Two other courts, however, rejected this approach because, in part, “various parties have repeatedly asked the FDA to rule on “natural” labeling, and the FDA has declined to do so because of its limited resources and preference to focus on other priorities.” See here.
The Grocery Manufacturers Association (GMA) is now urging the FDA to move forward and resolve the issue as requested by the two U.S. District Courts. In a letter dated December 5, 2013, the GMA asked the FDA, in light of the district court referrals, to “actively address this question through the rule making process” which will “bring uniformity and consistency to both consumers and food manufacturers.” In addition, the GMA noted:
GMA’s members have a strong interest in “natural” labeling for foods containing ingredients derived from biotechnology. Several of the most common ingredients derived from biotechnology are from crops such as soy, corn, canola, and sugar beets. There are 26 state legislatures considering whether foods containing ingredients derived from biotechnology should be labeled and whether they are permissible in “natural” foods. Moreover, there are approximately 65 class action lawsuits that have been filed against food manufacturers over whether foods with ingredients allegedly derived from biotechnology can be labeled “natural.” Given the predominant use of crops derived from biotechnology in our economy as well as consumer and state interest in this issue, whether foods that contain ingredients derived from biotechnology can be labeled “natural” is an important matter to GMA members and is one that warrants FDA’s involvement.

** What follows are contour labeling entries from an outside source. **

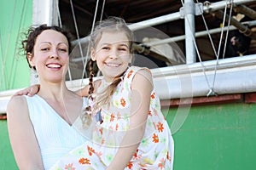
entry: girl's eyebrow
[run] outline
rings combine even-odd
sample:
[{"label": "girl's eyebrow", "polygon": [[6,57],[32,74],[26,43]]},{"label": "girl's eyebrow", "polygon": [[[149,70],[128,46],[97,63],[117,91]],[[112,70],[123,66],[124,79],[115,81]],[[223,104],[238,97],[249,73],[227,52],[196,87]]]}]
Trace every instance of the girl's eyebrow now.
[{"label": "girl's eyebrow", "polygon": [[[41,44],[42,43],[48,43],[48,44],[51,44],[51,42],[41,42]],[[65,43],[64,42],[60,42],[57,45],[60,45],[60,44],[65,44],[65,45],[67,45],[67,43]]]}]

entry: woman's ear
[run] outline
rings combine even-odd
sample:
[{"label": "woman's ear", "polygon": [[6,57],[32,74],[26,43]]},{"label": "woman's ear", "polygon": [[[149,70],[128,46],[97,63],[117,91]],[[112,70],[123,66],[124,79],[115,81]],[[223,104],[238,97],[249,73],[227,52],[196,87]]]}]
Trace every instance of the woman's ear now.
[{"label": "woman's ear", "polygon": [[29,62],[29,65],[31,67],[34,67],[36,66],[34,61],[33,61],[33,57],[32,57],[32,54],[31,53],[27,53],[26,54],[26,58],[27,58],[27,60]]},{"label": "woman's ear", "polygon": [[93,61],[96,61],[96,51],[93,48],[90,48],[90,59]]}]

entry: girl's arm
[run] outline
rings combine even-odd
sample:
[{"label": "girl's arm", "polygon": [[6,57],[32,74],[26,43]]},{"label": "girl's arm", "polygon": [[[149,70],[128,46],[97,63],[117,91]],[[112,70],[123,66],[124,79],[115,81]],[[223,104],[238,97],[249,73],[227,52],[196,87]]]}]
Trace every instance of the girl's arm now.
[{"label": "girl's arm", "polygon": [[149,71],[139,71],[131,82],[130,129],[108,169],[124,169],[143,138],[148,118],[153,81]]},{"label": "girl's arm", "polygon": [[[21,111],[24,113],[20,114]],[[19,169],[44,169],[40,149],[29,118],[26,100],[23,96],[14,96],[9,100],[7,123]]]}]

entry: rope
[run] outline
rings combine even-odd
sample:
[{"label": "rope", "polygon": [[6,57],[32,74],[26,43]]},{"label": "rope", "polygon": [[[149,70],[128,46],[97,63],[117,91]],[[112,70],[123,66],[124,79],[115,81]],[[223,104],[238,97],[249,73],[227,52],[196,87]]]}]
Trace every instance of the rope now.
[{"label": "rope", "polygon": [[56,6],[57,6],[57,14],[58,14],[60,27],[62,28],[61,17],[60,8],[59,8],[59,1],[57,1],[57,5]]},{"label": "rope", "polygon": [[104,8],[105,8],[105,2],[106,2],[106,0],[103,1],[100,21],[102,20],[103,12],[104,12]]},{"label": "rope", "polygon": [[[25,12],[25,7],[26,7],[26,0],[24,1],[24,3],[23,3],[23,6],[22,6],[22,10],[21,10],[21,15],[20,15],[20,18],[21,20],[24,18],[23,15],[24,15],[24,12]],[[20,27],[21,27],[21,22],[22,20],[20,20],[20,25],[19,25],[19,27],[18,27],[18,32],[20,32]],[[16,41],[15,42],[18,42],[18,39],[19,39],[19,35],[16,37]],[[13,60],[12,60],[12,66],[11,66],[11,71],[10,71],[10,79],[9,81],[7,81],[7,83],[8,83],[8,87],[10,88],[10,82],[13,82],[13,81],[11,81],[12,78],[15,78],[15,75],[13,74],[13,71],[14,71],[14,68],[16,69],[16,67],[14,66],[14,64],[15,64],[15,54],[16,54],[16,51],[17,51],[17,48],[15,48],[15,53],[14,53],[14,56],[13,56]]]},{"label": "rope", "polygon": [[[105,3],[105,1],[103,3]],[[99,0],[97,0],[97,2],[96,2],[96,10],[95,10],[95,13],[94,13],[94,17],[93,17],[93,21],[92,21],[92,26],[91,26],[91,30],[90,30],[90,35],[91,35],[91,33],[94,30],[94,27],[95,27],[96,14],[97,14],[97,11],[98,11],[98,6],[99,6]],[[89,42],[90,42],[90,37]],[[87,47],[86,60],[85,60],[85,65],[84,65],[84,68],[83,68],[83,75],[82,75],[82,77],[81,77],[82,80],[84,77],[84,74],[87,76],[85,70],[86,70],[86,65],[87,65],[87,63],[88,63],[89,52],[90,52],[90,43],[88,43],[88,47]]]},{"label": "rope", "polygon": [[73,14],[73,22],[74,22],[74,26],[75,26],[75,30],[76,30],[76,33],[77,33],[77,38],[79,40],[79,50],[80,50],[82,62],[83,62],[83,65],[84,65],[84,54],[83,54],[83,50],[82,50],[81,41],[80,41],[80,38],[79,38],[79,29],[78,29],[78,26],[77,26],[77,20],[76,20],[76,17],[75,17],[75,14],[74,14],[74,10],[73,10],[73,6],[72,0],[70,0],[70,6],[71,6],[72,14]]},{"label": "rope", "polygon": [[[198,0],[196,0],[196,3],[199,3]],[[211,42],[211,45],[212,45],[212,49],[213,49],[215,57],[217,57],[216,48],[215,48],[215,46],[214,46],[214,44],[213,44],[213,41],[212,41],[212,36],[211,36],[211,34],[210,34],[210,31],[209,31],[208,26],[207,26],[207,24],[205,16],[204,16],[204,14],[203,14],[204,12],[202,11],[202,9],[201,9],[201,8],[200,8],[200,12],[201,12],[201,14],[201,14],[201,18],[202,18],[203,22],[204,22],[204,25],[205,25],[205,26],[206,26],[207,31],[208,32],[208,37],[209,37],[209,39],[210,39],[210,42]]]}]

See the complete GMA letter here and its separate website The Facts About GMOs.
The FDA’s request comes on the heels of a letter from the Center for Food Safety to the FDA which provided a contrary view. Notably, the Center for Food Safety’s chief concern that the FDA might define “the term ‘natural’ for use on food labels in an ad hoc, fact-specific, and haphazard manner, per individual court request, lacking public process and general applicability.” It then requested basically the same relief sought by the GMA – that the FDA “should address this issue by defining “natural” through the rulemaking process provided for by the Administrative Procedure Act (APA), which requires that the agency provide notice of proposed rulemaking and an opportunity for the public to comment.” It added:
In the alternative, if FDA does choose to act in the context of litigation, we urge FDA to define “natural” in a way that prohibits the labeling of any food as “natural” that was produced in whole or in part through the process of genetic engineering or that contains ingredients derived from genetically engineered organisms.
The Center for Food Safety states that it represents the “food movement” and, in a press release issued after the GMA’s letter, added:
There is nothing natural about genetic engineering, which is exactly why the Grocery Manufacturers Association wants FDA to create a special exemption for it. Natural is a great marketing tool and the industry doesn’t want to be restricted in using it. FDA should not respond to GMA’s demands for a special GMO loophole. FDA has a duty to protect consumers, not industry.
Time will tell whether the FDA decides to accept the district court referrals, but color me doubtful.